ACL has one problem, though. Suppose I am root, inspecting the system. I cd inside a bad guy's directory, then do ls. If PATH contains ".", and that directory contains the bad guy's version of ls, we will be running bad code as root. Simply inspecting the system can be fatal.
Role-based Access Control (RBAC): The idea: Created as a solution to the problem with ACL. It replace the Principle axis with Roles. With RBAC, there's a table to assign roles for each user, thus there are limited roles.
The downside of RBAC is that its implementation is complicated.

Mechanisms for enforcing access control:

With ACL: each resource has an ACL (controlled by the OS) attached to it. All accesses are mediated by the OS, generally via syscalls.
Capability-based: each principle has a "RCL" (set of capability)
Difference from ACL-based: the access rights are attached to the principle instead of the resource. This can be accelerated by hardware.

Trusted Software

From an OS point of view, it generally does not trust any appication, because it doesn't trust users, and applications run on behalf of users. Recall the whole purpose of interrupts and virtual memory.

However, some programs has to be trusted, for example, "login".

Implementation of login using a setuid() system call: change user ID of the current process. Only root can call setuid. This created a problem: normal user cannot call "login" to run a program as another user from the command line.

To solve this, we invented a 'setuid' bit, that the executable will run as the owner of the file instead of the current user. The software that is setuid'ed should be well-written! A rule of thumb is that we do not trust large software.

There is a problem: can we trust login?

In the article Reflections on Trusting Trust by Ken Thompson, he proved that we cannot trust no one.

How do I trust login? Answer: suppose I am using RedHat linux and I trust RedHat. I get a checksum of "login" from RedHat. I compute the checksum of the vesion of "login" I have and make sure they match.

How does RedHat trust its "login"? Answer: It is a simple code. They read it through and make sure it is perfect.

Is that enough? What if login.c is ok, but gcc is corrupted and is producing buggy code?
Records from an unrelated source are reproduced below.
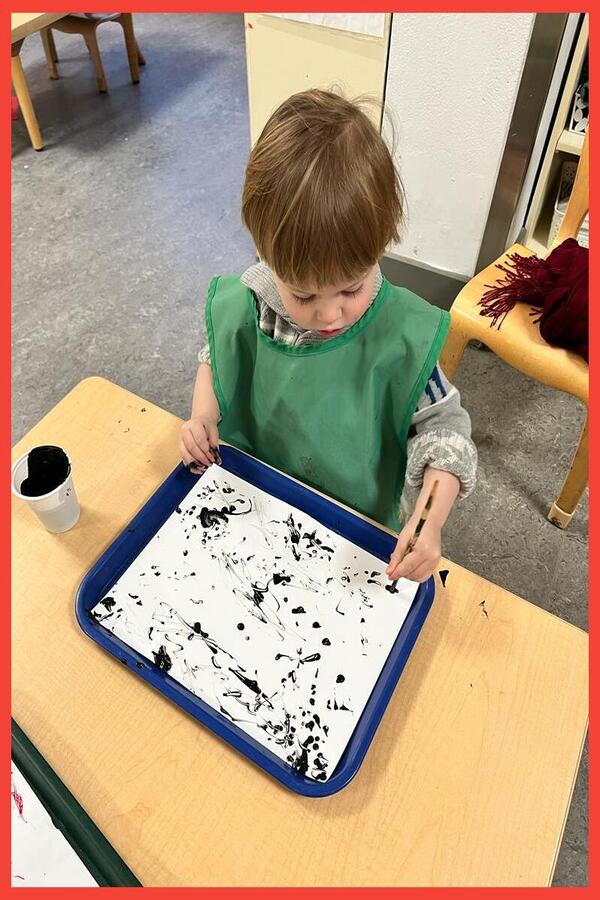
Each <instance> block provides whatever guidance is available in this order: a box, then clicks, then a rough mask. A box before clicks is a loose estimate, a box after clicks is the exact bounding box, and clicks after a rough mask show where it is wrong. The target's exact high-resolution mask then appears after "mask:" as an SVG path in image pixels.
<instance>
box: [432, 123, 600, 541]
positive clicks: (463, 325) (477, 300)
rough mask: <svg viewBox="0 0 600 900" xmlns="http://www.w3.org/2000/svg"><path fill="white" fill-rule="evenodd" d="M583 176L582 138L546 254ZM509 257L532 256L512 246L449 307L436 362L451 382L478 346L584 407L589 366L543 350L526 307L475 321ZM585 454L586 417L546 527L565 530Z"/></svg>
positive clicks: (545, 347)
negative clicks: (493, 318)
mask: <svg viewBox="0 0 600 900" xmlns="http://www.w3.org/2000/svg"><path fill="white" fill-rule="evenodd" d="M588 131H589V129H588ZM588 171H589V151H588V135H587V133H586V136H585V140H584V143H583V150H582V153H581V158H580V160H579V165H578V167H577V174H576V176H575V182H574V184H573V189H572V192H571V196H570V198H569V203H568V206H567V210H566V213H565V217H564V219H563V221H562V224H561V226H560V228H559V231H558V234H557V236H556V239H555V241H554V243H553V245H552V247H551V248H550V249H553V248H554V247H556V246H558V244H560V243H562V241H564V240H566V239H567V238H569V237H577V233H578V231H579V228H580V226H581V223H582V222H583V219H584V217H585V214H586V212H587V211H588V205H589V200H588ZM510 253H518V254H520V255H521V256H533V255H534V253H533V251H532V250H529V249H528V248H527V247H523V246H522V245H521V244H513V246H512V247H509V249H508V250H507V251H506V252H505V253H504V254H503V255H502V256H501V257H499V258H498V259H497V260H496V261H495V262H493V263H492V264H491V265H489V266H488V267H487V268H486V269H484V270H483V271H482V272H480V273H479V274H478V275H476V276H475V277H474V278H472V279H471V281H469V282H468V283H467V284H466V285H465V287H464V288H463V289H462V290H461V292H460V294H459V295H458V296H457V298H456V300H455V301H454V303H453V304H452V308H451V310H450V314H451V325H450V332H449V334H448V338H447V340H446V344H445V346H444V348H443V351H442V354H441V357H440V365H441V367H442V369H443V370H444V373H445V374H446V375H447V376H448V378H449V379H450V380H452V379H453V378H454V374H455V372H456V370H457V368H458V366H459V363H460V361H461V359H462V356H463V353H464V351H465V347H466V346H467V342H468V341H470V340H477V341H481V342H482V343H483V344H485V345H486V346H487V347H489V348H490V350H493V351H494V353H497V354H498V356H499V357H500V358H501V359H503V360H504V361H505V362H507V363H508V364H509V365H511V366H513V368H515V369H518V370H519V371H520V372H523V373H524V374H525V375H528V376H529V377H530V378H535V379H536V380H537V381H540V382H542V383H543V384H548V385H550V386H551V387H554V388H558V389H559V390H561V391H566V392H567V393H569V394H572V395H573V396H574V397H577V398H578V399H579V400H581V401H583V403H585V404H586V406H587V405H588V394H589V378H588V364H587V363H586V362H585V360H584V359H582V357H581V356H579V355H578V354H576V353H572V352H570V351H569V350H563V349H562V348H560V347H552V346H550V344H547V343H546V341H545V340H544V339H543V338H542V336H541V335H540V330H539V326H538V325H535V324H534V323H533V318H534V317H532V316H530V315H529V313H530V310H531V307H530V306H529V305H528V304H526V303H517V304H516V305H515V307H514V308H513V309H512V310H511V312H509V313H508V315H507V316H506V318H505V319H504V321H503V322H502V327H501V328H500V329H498V328H496V327H490V319H489V318H487V317H484V316H481V315H480V312H481V309H482V307H481V306H479V305H478V301H479V300H480V299H481V297H482V296H483V294H484V293H485V291H486V287H485V286H486V285H490V284H494V283H496V282H497V281H499V280H500V277H501V276H502V273H501V271H500V270H499V269H497V268H496V266H497V265H498V264H499V263H503V264H504V265H506V264H507V262H508V260H507V257H508V255H509V254H510ZM587 451H588V416H586V420H585V424H584V426H583V430H582V432H581V436H580V438H579V444H578V446H577V449H576V451H575V455H574V456H573V460H572V463H571V468H570V470H569V473H568V475H567V477H566V479H565V482H564V484H563V486H562V490H561V492H560V494H559V496H558V498H557V499H556V500H555V502H554V503H553V504H552V506H551V508H550V511H549V512H548V518H549V519H550V521H551V522H552V523H553V524H554V525H557V526H558V527H559V528H566V527H567V526H568V525H569V523H570V521H571V517H572V516H573V512H574V511H575V507H576V506H577V504H578V503H579V500H580V499H581V495H582V494H583V491H584V489H585V486H586V484H587V481H588V460H587Z"/></svg>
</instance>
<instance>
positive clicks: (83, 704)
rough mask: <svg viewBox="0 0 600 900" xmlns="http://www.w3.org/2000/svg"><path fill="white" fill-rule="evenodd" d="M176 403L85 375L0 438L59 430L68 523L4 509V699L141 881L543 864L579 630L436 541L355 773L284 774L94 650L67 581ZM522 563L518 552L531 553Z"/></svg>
mask: <svg viewBox="0 0 600 900" xmlns="http://www.w3.org/2000/svg"><path fill="white" fill-rule="evenodd" d="M180 424H181V423H180V420H179V419H177V418H176V417H175V416H173V415H171V414H170V413H168V412H165V411H164V410H162V409H159V408H158V407H156V406H153V405H152V404H150V403H148V402H147V401H144V400H142V399H140V398H139V397H136V396H135V395H133V394H130V393H128V392H127V391H125V390H123V389H122V388H120V387H117V386H115V385H112V384H110V383H109V382H107V381H104V380H103V379H99V378H91V379H86V380H85V381H83V382H81V384H79V385H78V386H77V387H76V388H75V389H74V390H73V391H72V392H71V393H70V394H69V395H68V396H67V397H66V398H65V399H64V400H62V401H61V402H60V403H59V404H58V406H56V408H55V409H53V410H52V411H51V412H50V413H49V414H48V415H47V416H46V417H45V418H44V419H42V421H41V422H40V423H39V424H38V425H36V426H35V428H33V429H32V430H31V432H30V433H29V434H28V435H27V436H26V437H25V438H23V440H22V441H20V442H19V444H18V445H17V446H16V447H15V449H14V453H15V455H16V456H17V455H20V454H21V453H23V452H24V451H25V450H27V449H28V448H29V447H31V446H33V445H35V444H42V443H57V444H61V445H62V446H64V447H65V448H66V449H67V450H68V452H69V455H70V456H71V459H72V460H73V472H74V480H75V485H76V489H77V492H78V495H79V498H80V501H81V504H82V514H81V519H80V521H79V524H78V525H77V526H76V527H75V528H73V529H72V530H71V531H70V532H67V533H65V534H60V535H56V534H50V533H49V532H46V531H44V530H43V528H42V527H41V526H40V525H39V524H38V522H37V520H36V519H35V518H34V516H33V514H32V513H31V512H30V511H29V509H27V508H26V506H25V505H24V504H22V503H20V502H19V501H17V500H15V501H14V502H15V506H14V510H13V600H12V604H13V605H12V610H13V612H12V628H13V635H12V653H13V657H12V660H13V661H12V691H13V715H14V717H15V719H16V721H17V722H18V724H19V725H20V726H21V727H22V728H23V729H24V731H25V732H26V734H27V735H28V736H29V738H30V739H31V740H32V741H33V742H34V744H35V745H36V746H37V748H38V749H39V750H40V751H41V752H42V753H43V755H44V756H45V758H46V759H47V761H48V763H49V764H50V765H51V766H52V767H53V768H54V769H55V771H56V773H57V774H58V775H59V776H60V777H61V778H62V780H63V781H64V782H65V784H66V786H67V787H68V788H69V789H70V790H71V791H72V792H73V794H74V795H75V797H76V798H77V799H78V800H79V801H80V803H82V805H83V806H84V808H85V809H86V810H87V812H88V813H89V814H90V815H91V816H92V817H93V819H94V820H95V822H96V824H97V825H98V826H99V827H100V829H101V830H102V832H103V833H104V834H105V835H106V837H107V838H108V840H109V841H110V842H111V843H112V845H113V846H114V847H115V849H116V850H117V852H118V853H119V854H120V855H121V856H122V857H123V859H124V860H125V861H126V862H127V863H128V865H129V866H130V867H131V868H132V869H133V871H134V872H135V873H136V875H137V876H138V877H139V878H140V879H141V881H142V883H143V884H144V885H146V886H150V885H154V886H156V885H164V886H172V887H175V886H181V885H188V886H207V885H233V886H242V885H260V886H263V885H264V886H266V885H274V886H280V885H298V886H301V885H308V886H313V885H324V886H333V885H339V886H344V885H357V886H362V885H388V886H396V885H398V886H407V885H414V886H419V885H431V886H451V885H460V886H467V885H469V886H477V885H478V886H483V885H494V886H498V885H519V886H526V885H547V884H549V883H550V881H551V878H552V873H553V869H554V864H555V861H556V856H557V853H558V849H559V846H560V841H561V836H562V832H563V827H564V822H565V818H566V815H567V811H568V808H569V802H570V799H571V793H572V790H573V783H574V780H575V776H576V773H577V767H578V763H579V759H580V754H581V749H582V744H583V740H584V736H585V732H586V726H587V657H588V639H587V635H586V634H585V633H584V632H583V631H580V630H579V629H577V628H575V627H573V626H571V625H569V624H567V623H565V622H563V621H561V620H560V619H557V618H555V617H554V616H552V615H550V613H548V612H545V611H544V610H542V609H539V608H538V607H536V606H534V605H532V604H530V603H528V602H526V601H525V600H521V599H520V598H519V597H516V596H514V595H513V594H509V593H508V592H507V591H505V590H503V589H502V588H500V587H497V586H496V585H493V584H490V583H489V582H487V581H485V580H484V579H483V578H480V577H478V576H477V575H474V574H472V573H471V572H468V571H466V570H465V569H462V568H461V567H460V566H456V565H454V564H452V563H450V562H447V561H446V562H444V567H445V568H448V569H449V570H450V572H449V575H448V579H447V585H446V588H445V589H444V588H442V587H441V586H438V592H437V596H436V600H435V602H434V605H433V608H432V610H431V612H430V614H429V616H428V618H427V621H426V622H425V625H424V627H423V630H422V633H421V635H420V637H419V639H418V641H417V644H416V646H415V649H414V651H413V653H412V655H411V657H410V660H409V662H408V664H407V666H406V668H405V670H404V674H403V675H402V678H401V680H400V682H399V684H398V687H397V689H396V691H395V693H394V696H393V699H392V701H391V703H390V705H389V707H388V709H387V711H386V713H385V715H384V718H383V721H382V723H381V725H380V727H379V729H378V732H377V734H376V736H375V739H374V741H373V744H372V746H371V748H370V750H369V752H368V754H367V756H366V758H365V761H364V763H363V765H362V767H361V769H360V771H359V773H358V775H357V776H356V778H355V779H354V781H353V782H351V784H350V785H349V786H348V787H347V788H345V789H344V790H342V791H341V792H340V793H339V794H337V795H335V796H333V797H330V798H326V799H320V800H315V799H308V798H304V797H300V796H299V795H295V794H293V793H291V792H289V791H288V790H286V789H285V788H284V787H282V786H280V785H279V783H278V782H276V781H274V780H272V779H271V778H269V777H268V776H267V775H265V774H264V773H263V772H262V771H261V770H259V769H257V768H255V767H254V766H253V765H252V764H251V763H250V762H248V761H247V760H246V759H245V758H244V757H243V756H241V755H240V754H239V753H237V752H236V751H235V750H233V749H231V748H230V747H228V746H227V745H226V744H225V743H223V742H222V741H221V740H219V739H218V738H217V737H215V736H214V735H213V734H212V733H211V732H209V731H207V730H206V729H204V728H203V727H202V726H200V725H199V724H198V723H197V722H196V721H195V720H193V719H192V718H190V717H189V716H187V715H186V714H184V713H183V712H181V710H179V708H177V707H176V706H175V705H173V704H172V703H170V702H169V701H167V700H166V699H165V698H163V697H162V695H161V694H159V693H157V692H156V691H154V690H153V689H152V688H150V687H149V686H148V685H147V684H146V683H145V682H143V681H141V680H140V679H138V678H136V677H135V676H134V675H133V674H132V673H131V672H130V671H129V670H128V669H127V668H125V667H124V666H122V665H120V664H119V662H118V661H116V660H115V659H114V658H112V657H111V656H109V655H108V654H107V653H105V652H104V651H102V650H101V649H100V647H99V646H97V645H96V644H95V643H93V642H92V641H90V640H89V639H88V638H87V637H86V636H85V635H84V634H83V633H82V632H81V631H80V629H79V627H78V625H77V623H76V620H75V609H74V598H75V591H76V589H77V586H78V584H79V582H80V580H81V578H82V577H83V575H84V574H85V572H86V571H87V570H88V569H89V567H90V566H91V565H92V563H93V562H94V561H95V560H96V559H97V558H98V556H100V554H101V553H102V552H103V551H104V550H105V548H106V547H107V545H108V544H109V543H110V542H111V541H112V540H113V539H114V538H115V536H116V535H117V534H118V533H119V531H120V530H121V529H122V528H123V527H124V526H125V525H126V523H127V522H128V521H129V519H130V518H131V517H132V516H133V515H134V513H135V512H136V511H137V510H138V509H139V507H140V506H141V505H142V504H143V503H144V502H145V500H146V499H147V498H148V497H149V496H150V495H151V494H152V493H153V492H154V491H155V489H156V488H157V486H158V485H159V484H160V483H161V481H162V480H163V479H164V478H165V477H166V475H167V474H168V473H169V472H170V471H171V470H172V469H173V468H174V466H175V465H176V463H177V462H178V453H177V437H178V433H179V428H180ZM532 565H535V563H534V562H532Z"/></svg>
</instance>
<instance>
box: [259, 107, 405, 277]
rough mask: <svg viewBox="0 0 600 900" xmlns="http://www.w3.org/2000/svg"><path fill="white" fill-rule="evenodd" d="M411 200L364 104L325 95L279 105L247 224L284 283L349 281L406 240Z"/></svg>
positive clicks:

Answer: We read gcc.c code then recompile it.

What if gcc.c is ok, but your version of gcc binary is corrupted? Then you cannot even recompile gcc.

The moral is: you always have to trust someone.

Cloud Computing

Mainframes

(1960s, by IBM and Fujitsu)

Mainframe

Mainframes are huge but tightly integrated computing systems.

Problem with mainframes of the time was to get data in and out of the disks. Most computation is data-intensive, like acounting/payroll processing, and thus data reliability is a big issue

Clusters

(1990s, Beowulf and Sun Grid Engine)

grid

Clusters, or grids, are systems of independent computers loosely typically connected over IP network. Computes in a grid replicates miniaturized mainframe computers, has its own OS, and can run different OS or different version of the same OS.

Advantage of a grid over a mainframe was the ease of administration and upgrading.

Disadvantage of a grid was that applications has to be aware of the network, and where resources are located, and has to manually open connection to other boxes to share computing task.

People have tried seamles clustering, using an OS to abstract the hardware from the applications, so that apps will see one unified memory space and file system
However, this complicates administration: you have to bring down the whole cluster to update the OS, defeating the purpose of a cluster.

Cloud computing

(new, Amazon EC2 and Globus)

A cloud is a network of clusters, connected over the internet. A cloud can be run by multiple organizations, possibly across borders, making huge computing resources available and manageable. A cloud user can assume unlimited shared resource.

From that assumption, a cloud has those advantages over a cluster:

Short-term commitment: no huge capital investment up front
One can start small and grow as needed. Also, scaling is simple and rapid
Pay-as-you-go: better resource utilization when demand is unpredictable, or is flunctuating
Reliability from a cloud's distributed nature

Disadvantages of cloud

Cost: Cloud costs more money for the same computing power. For tasks that has known and stable load, cluster is a cheaper solution.
Privacy/Data confidentiality: One need to trust the computing part of a cloud to use it. Due to its distributed nature, this can be difficult.
Network latency
Data transfer bottleneck within a cloud: can be disk or network. --> multi-level archiving and "sneaker net". Generally, this is an unsolved problem
Bugs in application is costly. This creates a conservatism, making people reluctant to any change in the software. Also an unsolved problem
Security: DoS is more likely and harder to defend against, although physical attacks are less severe
Overloading risk: Infinite computing resource and grow-as-needed is only an illusion. CPU or data access can be overloaded when multiple user hitting their peak at the same time
Vendor lock-in: companies can make switching vendors costly once users used service from one vendor
Software licensing:
Proprietary software with pay-per-machine license (like Windows) will nulify the benefit of rapid scaling up.
Also, GPL'ed software can be modified and ran by vendors within its own cloud without having to release source code, defeating purpose of the GPL.